By Jane Lanhee Lee
(Reuters) – Silicon Valley’s Wave Computing said on Tuesday it is launching designs for two new microprocessors this year using RISC-V architecture as it sunsets its once-popular MIPS architecture.
The move adds to growing momentum for RISC-V, an open-standard instruction set architecture (ISA) and emerging rival to proprietary architecture from Britain’s Arm, the semiconductor technology firm owned by SoftBank Group Corp.
RISC-V’s nascent but growing popularity owes much to its free and open-standard nature. It is also in focus due to its potential to help China build up its own semiconductor industry as Chinese companies developing technology based on the architecture could be shielded from U.S. export controls.
Wave’s MIPS architecture, developed in the lab of Stanford University professor John Hennessy, the current chairman of Alphabet Inc, is now over 35 years old.
It has fallen behind Arm’s architecture, which rules in the mobile chip world, and x86 – initially developed by Intel Corp – which dominated laptop and data center chips. After being owned by a string of companies, MIPS was bought by Wave which ended up in bankruptcy in 2020 and emerged from it early last year.

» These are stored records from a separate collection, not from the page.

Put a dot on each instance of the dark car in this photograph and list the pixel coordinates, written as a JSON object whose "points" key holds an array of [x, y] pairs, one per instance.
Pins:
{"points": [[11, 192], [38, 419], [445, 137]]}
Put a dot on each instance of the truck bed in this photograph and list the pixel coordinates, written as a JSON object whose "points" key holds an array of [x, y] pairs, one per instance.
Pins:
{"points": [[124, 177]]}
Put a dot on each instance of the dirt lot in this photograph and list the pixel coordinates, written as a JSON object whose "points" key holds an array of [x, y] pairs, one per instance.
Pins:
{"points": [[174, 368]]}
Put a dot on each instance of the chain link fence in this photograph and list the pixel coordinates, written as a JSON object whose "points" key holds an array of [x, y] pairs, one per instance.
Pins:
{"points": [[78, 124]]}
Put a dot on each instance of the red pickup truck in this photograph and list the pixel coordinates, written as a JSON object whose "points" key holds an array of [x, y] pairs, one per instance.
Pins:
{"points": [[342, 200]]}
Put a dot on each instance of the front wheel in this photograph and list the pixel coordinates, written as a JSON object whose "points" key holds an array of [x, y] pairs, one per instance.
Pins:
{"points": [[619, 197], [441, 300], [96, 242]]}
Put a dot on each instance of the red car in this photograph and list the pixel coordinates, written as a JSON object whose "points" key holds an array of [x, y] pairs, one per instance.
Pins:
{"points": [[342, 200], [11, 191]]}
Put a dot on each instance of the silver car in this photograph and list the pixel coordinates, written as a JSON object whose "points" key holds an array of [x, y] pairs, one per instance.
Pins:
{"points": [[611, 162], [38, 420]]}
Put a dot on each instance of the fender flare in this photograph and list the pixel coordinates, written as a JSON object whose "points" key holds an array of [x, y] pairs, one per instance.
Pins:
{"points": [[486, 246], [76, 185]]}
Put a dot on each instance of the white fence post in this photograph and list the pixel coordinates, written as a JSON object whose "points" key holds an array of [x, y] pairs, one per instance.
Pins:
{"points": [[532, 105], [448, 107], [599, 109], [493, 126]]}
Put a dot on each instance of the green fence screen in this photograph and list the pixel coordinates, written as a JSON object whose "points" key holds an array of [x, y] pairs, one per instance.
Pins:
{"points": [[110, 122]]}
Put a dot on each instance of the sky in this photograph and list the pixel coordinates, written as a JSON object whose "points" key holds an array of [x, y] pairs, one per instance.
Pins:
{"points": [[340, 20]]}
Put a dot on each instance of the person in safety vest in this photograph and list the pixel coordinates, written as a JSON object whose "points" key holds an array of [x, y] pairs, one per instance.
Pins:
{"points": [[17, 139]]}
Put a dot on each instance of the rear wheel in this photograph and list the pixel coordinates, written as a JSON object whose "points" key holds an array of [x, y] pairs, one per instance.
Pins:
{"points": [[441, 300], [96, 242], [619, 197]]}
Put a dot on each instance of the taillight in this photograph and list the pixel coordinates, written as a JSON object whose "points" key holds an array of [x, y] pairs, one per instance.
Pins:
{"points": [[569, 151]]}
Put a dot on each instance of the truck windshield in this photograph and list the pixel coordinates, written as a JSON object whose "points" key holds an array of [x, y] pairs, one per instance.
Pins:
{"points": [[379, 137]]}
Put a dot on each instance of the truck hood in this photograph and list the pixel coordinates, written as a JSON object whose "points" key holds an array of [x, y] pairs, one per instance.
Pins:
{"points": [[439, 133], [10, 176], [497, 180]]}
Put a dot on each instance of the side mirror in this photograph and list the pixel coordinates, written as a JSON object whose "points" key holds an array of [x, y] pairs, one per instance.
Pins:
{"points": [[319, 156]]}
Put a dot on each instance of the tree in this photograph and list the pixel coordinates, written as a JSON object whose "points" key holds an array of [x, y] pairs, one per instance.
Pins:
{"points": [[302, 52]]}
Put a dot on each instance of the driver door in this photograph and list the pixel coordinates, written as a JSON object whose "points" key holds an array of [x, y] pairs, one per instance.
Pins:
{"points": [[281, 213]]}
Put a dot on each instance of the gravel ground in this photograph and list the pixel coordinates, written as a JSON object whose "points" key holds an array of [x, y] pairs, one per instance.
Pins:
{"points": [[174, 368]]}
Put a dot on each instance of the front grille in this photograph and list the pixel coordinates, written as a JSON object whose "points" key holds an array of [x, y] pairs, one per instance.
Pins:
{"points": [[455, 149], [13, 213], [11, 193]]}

“In order for the company to continue to exist, it needed to find another way to be able to fight this ecosystem battle that it lost,” Desi Banatao, who took over as CEO of Wave after its bankruptcy, told Reuters in an interview.
He added that the company has already inked a contract to supply one of the new processor designs to an automotive tech firm.
Sanjai Kohli, Wave’s former CEO, said the MIPS and RISC-V instruction sets are close enough that the company was able to easily modify many of the MIPS processors it owns.
Intel has backed RISC-V, investing in the ecosystem as part of the launch of a $1 billion fund to support companies with disruptive technologies as it builds up its foundry business.
RISC-V also gained more attention after Nvidia Corp’s bid to buy Arm heightened concern about the potential for the chipmaker to control Arm’s architecture. The bid has since failed after being rejected by regulators.